Re: [PATCH 3/5] scheduler: cpuacct: Enable platform hooks to track cpuusage for CPU frequencies

Previous thread: [PATCH 4/5] scheduler: cpuacct: Enable platform callbacks for cpuacct power tracking by John Stultz on Friday, November 19, 2010 - 7:08 pm. (1 message)

Next thread: [PATCH] ARM: Fix spinlock bad magic on disabling nonboot cpu by Colin Cross on Friday, November 19, 2010 - 7:16 pm. (3 messages)
From: John Stultz
Date: Friday, November 19, 2010 - 7:08 pm

So after all the heat that was generated in the various Android
discussions, I took a look a look at the android git tree, and 
while there are a fair number of large and controversial 
infrastructure changes, there are also a number of small fixes 
that apply easily against Linus' git tree.

So after cherry picking these 50-some small patches out of the
android tree, I organized them into topic branches, and over
the next few weeks, I hope to send them out to lkml and topic
maintainers for comments.

Now, I'm not proposing that these changes be merged as-is. It
may very well be that, unknown to me, android developers have
already tried to submit these patches and they have been rejected
for good reason. Or some patches may very well be necessary hacks
to get thing shipping while deeper fixes are being worked on.

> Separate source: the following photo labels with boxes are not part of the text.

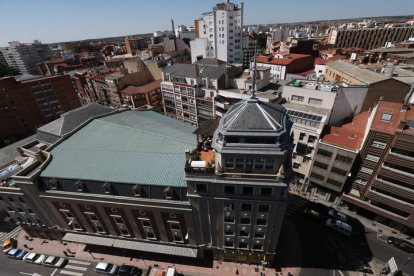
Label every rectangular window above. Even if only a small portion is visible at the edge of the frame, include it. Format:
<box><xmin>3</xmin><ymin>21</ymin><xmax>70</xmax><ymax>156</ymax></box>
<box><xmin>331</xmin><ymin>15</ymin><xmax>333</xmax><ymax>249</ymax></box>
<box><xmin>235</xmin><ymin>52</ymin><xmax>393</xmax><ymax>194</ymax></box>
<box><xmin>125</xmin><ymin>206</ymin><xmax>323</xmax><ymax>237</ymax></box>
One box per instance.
<box><xmin>260</xmin><ymin>187</ymin><xmax>272</xmax><ymax>196</ymax></box>
<box><xmin>313</xmin><ymin>161</ymin><xmax>328</xmax><ymax>170</ymax></box>
<box><xmin>257</xmin><ymin>204</ymin><xmax>269</xmax><ymax>213</ymax></box>
<box><xmin>240</xmin><ymin>203</ymin><xmax>252</xmax><ymax>211</ymax></box>
<box><xmin>292</xmin><ymin>95</ymin><xmax>305</xmax><ymax>102</ymax></box>
<box><xmin>308</xmin><ymin>98</ymin><xmax>322</xmax><ymax>105</ymax></box>
<box><xmin>235</xmin><ymin>158</ymin><xmax>244</xmax><ymax>169</ymax></box>
<box><xmin>240</xmin><ymin>218</ymin><xmax>250</xmax><ymax>224</ymax></box>
<box><xmin>331</xmin><ymin>167</ymin><xmax>347</xmax><ymax>176</ymax></box>
<box><xmin>224</xmin><ymin>158</ymin><xmax>234</xmax><ymax>169</ymax></box>
<box><xmin>318</xmin><ymin>149</ymin><xmax>332</xmax><ymax>158</ymax></box>
<box><xmin>355</xmin><ymin>177</ymin><xmax>368</xmax><ymax>185</ymax></box>
<box><xmin>360</xmin><ymin>167</ymin><xmax>374</xmax><ymax>174</ymax></box>
<box><xmin>243</xmin><ymin>186</ymin><xmax>253</xmax><ymax>195</ymax></box>
<box><xmin>310</xmin><ymin>172</ymin><xmax>325</xmax><ymax>181</ymax></box>
<box><xmin>335</xmin><ymin>154</ymin><xmax>353</xmax><ymax>164</ymax></box>
<box><xmin>197</xmin><ymin>183</ymin><xmax>207</xmax><ymax>193</ymax></box>
<box><xmin>224</xmin><ymin>186</ymin><xmax>236</xmax><ymax>195</ymax></box>
<box><xmin>365</xmin><ymin>153</ymin><xmax>379</xmax><ymax>162</ymax></box>
<box><xmin>326</xmin><ymin>178</ymin><xmax>342</xmax><ymax>187</ymax></box>
<box><xmin>381</xmin><ymin>113</ymin><xmax>392</xmax><ymax>122</ymax></box>
<box><xmin>371</xmin><ymin>140</ymin><xmax>387</xmax><ymax>149</ymax></box>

If
that is the case, let me know and forgive me for the noise.

But as, it seemed many of these small changes have been obscured
by the debate over the larger infrastructure changes, I wanted 
to bring them forward so that possibly good fixes were not missed
in the controversy.

Maintainers: If you do find any of these patches distasteful,
that's fine, I'll be happy to drop them from my tree for now.
I really don't want to stir up another huge mail thread over these 
small patches, but I'd appreciate if you'd consider them as a
bug report illustrating an issue or a desired feature, and suggest 
what you see as a reasonable way to accomplish the desired
functionality presented in the patch.

The following patches are just the scheduler related trivial patches
from the Android tree. You can find this as well as my other trivial
Android topic branches here:
http://git.linaro.org/gitweb?p=people/jstultz/linux.git;a=summary

thanks
-john

Cc: Arve Hj
From: John Stultz
Date: Friday, November 19, 2010 - 7:08 pm

From: Erik Gilling <konkers@android.com>

CC: Ingo Molnar <mingo@elte.hu>
CC: Peter Zijlstra <peterz@infradead.org>
Change-Id: I1a5c9676baa06c9f9b4424bbcab01b9b2fbfcd99
Signed-off-by: Erik Gilling <konkers@android.com>
Signed-off-by: John Stultz <john.stultz@linaro.org>
---
 kernel/sched.c |    2 +-
 1 files changed, 1 insertions(+), 1 deletions(-)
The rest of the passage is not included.